IAMClaimsDecoderFunc is an auth.ClaimsDecoderFunc for GCP identity tokens.

IAMVerifyFunc auth.VerifyFunc wrapper around the IAMClaimSet.

IdentityClaimsDecoderFunc is an auth.ClaimsDecoderFunc for GCP identity tokens.

IdentityVerifyFunc auth.VerifyFunc wrapper around the IdentityClaimSet.

NewAuthenticator will instantiate a new Authenticator, which can be used for verifying a number of authentication styles within the Google Cloud Platform ecosystem.

NewContextIAMTokenSource returns an oauth2.TokenSource that uses Google's IAM services to sign a JWT with the default service account and the given audience.

NewDefaultIAMVerifier will verify tokens that have the same default service account as the server running this verifier.

NewDefaultIdentityVerifier will verify tokens that have the same default service account as the server running this verifier.

NewIAMPublicKeySource returns a PublicKeySource that uses the Google IAM service for fetching public keys of a given service account.

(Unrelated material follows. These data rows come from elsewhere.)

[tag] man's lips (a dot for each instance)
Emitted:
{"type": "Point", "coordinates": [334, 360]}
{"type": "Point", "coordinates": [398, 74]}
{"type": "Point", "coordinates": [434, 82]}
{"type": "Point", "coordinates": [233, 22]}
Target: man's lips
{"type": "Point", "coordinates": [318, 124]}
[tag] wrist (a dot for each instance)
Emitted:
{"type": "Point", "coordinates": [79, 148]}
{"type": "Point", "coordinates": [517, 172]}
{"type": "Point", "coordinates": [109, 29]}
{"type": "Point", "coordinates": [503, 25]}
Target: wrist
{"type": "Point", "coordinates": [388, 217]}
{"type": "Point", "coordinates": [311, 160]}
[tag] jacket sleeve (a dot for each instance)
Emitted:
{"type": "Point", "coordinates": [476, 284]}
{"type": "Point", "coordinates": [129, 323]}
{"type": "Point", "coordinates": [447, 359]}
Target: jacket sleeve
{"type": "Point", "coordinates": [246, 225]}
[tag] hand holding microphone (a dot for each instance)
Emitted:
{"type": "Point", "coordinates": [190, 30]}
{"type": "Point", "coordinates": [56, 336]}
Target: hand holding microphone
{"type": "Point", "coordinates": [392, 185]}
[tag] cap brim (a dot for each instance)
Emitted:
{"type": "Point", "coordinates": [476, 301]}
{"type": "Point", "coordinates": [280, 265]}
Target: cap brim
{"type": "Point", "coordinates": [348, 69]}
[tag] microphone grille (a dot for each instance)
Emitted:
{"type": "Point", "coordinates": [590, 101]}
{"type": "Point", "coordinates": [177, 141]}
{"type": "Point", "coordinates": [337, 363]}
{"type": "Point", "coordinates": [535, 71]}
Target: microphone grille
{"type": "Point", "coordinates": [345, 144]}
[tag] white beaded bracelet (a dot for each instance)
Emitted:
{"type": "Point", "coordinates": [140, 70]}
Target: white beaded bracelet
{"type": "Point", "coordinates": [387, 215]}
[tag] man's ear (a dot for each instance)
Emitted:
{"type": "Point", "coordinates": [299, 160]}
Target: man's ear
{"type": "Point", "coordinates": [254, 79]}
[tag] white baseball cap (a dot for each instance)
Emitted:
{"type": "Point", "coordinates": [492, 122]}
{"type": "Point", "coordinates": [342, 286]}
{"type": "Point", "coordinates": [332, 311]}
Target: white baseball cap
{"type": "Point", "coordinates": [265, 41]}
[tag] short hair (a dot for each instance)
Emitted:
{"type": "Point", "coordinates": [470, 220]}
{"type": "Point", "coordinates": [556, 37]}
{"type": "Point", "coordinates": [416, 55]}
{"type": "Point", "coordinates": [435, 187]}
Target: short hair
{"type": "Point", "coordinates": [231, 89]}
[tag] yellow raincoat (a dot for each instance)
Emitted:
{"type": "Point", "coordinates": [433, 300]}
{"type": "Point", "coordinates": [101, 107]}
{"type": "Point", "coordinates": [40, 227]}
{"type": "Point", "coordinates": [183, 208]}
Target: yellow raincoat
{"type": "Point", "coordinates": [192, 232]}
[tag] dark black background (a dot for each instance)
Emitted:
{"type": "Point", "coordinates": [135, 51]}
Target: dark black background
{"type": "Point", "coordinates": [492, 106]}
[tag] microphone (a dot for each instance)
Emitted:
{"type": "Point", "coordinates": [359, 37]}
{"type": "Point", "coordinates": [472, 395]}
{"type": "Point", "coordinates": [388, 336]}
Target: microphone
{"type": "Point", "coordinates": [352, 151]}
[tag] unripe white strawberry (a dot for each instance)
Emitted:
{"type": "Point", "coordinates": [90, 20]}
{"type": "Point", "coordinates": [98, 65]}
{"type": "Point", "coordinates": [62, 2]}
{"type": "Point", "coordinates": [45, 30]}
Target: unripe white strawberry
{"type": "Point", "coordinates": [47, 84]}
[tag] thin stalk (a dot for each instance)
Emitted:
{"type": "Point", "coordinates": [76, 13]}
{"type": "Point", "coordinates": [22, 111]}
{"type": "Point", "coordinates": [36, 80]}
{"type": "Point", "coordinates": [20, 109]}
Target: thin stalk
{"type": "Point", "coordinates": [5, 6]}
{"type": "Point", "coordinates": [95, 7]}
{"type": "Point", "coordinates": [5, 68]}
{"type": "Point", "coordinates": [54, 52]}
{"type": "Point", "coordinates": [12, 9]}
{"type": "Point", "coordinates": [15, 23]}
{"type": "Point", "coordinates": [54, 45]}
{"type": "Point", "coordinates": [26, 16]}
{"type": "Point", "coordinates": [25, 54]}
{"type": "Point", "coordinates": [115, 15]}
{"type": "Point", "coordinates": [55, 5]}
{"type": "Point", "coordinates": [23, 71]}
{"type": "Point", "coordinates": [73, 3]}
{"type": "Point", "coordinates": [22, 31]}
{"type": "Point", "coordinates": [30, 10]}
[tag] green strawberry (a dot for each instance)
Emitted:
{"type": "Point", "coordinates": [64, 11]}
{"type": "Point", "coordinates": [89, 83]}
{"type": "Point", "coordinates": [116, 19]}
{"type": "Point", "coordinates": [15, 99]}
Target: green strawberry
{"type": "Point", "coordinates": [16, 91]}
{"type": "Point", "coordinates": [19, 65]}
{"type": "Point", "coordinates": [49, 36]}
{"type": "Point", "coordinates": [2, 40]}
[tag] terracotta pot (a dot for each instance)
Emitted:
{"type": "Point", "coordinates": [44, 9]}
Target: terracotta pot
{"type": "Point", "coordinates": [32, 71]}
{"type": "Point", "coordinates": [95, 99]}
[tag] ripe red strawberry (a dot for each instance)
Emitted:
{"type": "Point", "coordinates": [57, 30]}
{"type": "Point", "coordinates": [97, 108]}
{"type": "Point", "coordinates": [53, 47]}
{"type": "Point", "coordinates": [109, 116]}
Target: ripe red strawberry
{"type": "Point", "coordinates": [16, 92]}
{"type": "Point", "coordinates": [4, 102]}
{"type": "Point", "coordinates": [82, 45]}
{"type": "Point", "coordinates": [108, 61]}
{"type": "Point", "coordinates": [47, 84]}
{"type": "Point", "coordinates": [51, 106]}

NewIAMTokenSource returns an oauth2.TokenSource that uses Google's IAM services to sign a JWT with the default service account and the given audience.

NewIdentityPublicKeySource fetches Google's public oauth2 certificates to be used with the auth.Verifier tool.

NewIdentityTokenSource will use the GCP metadata services to generate GCP Identity tokens.

ValidIAMClaims ensures the token audience issuers matches expectations.

ValidIdentityClaims ensures the token audience and issuers match expectations.

VerifyIAMEmails is an auth.VerifyFunc that ensures IAMClaimSets are valid and have the expected email and audience in their payload.

VerifyIdentityEmails is an auth.VerifyFunc that ensures IdentityClaimSets are valid and have the expected email and audience in their payload.

Issuers contains the known Google account issuers for identity tokens.

IAMClaimSet contains just an email for service account identification.

IAMConfig contains the information required for generating or verifying IAM JWTs.

IdentityClaimSet holds all the expected values for the various versions of the GCP identity token.

IdentityConfig contains the information required for generating or verifying identity JWTs.

ContextTokenSource is an oauth2.TokenSource that is capable of running on the 1st generation App Engine environment because it can create a urlfetch.Client from the given context.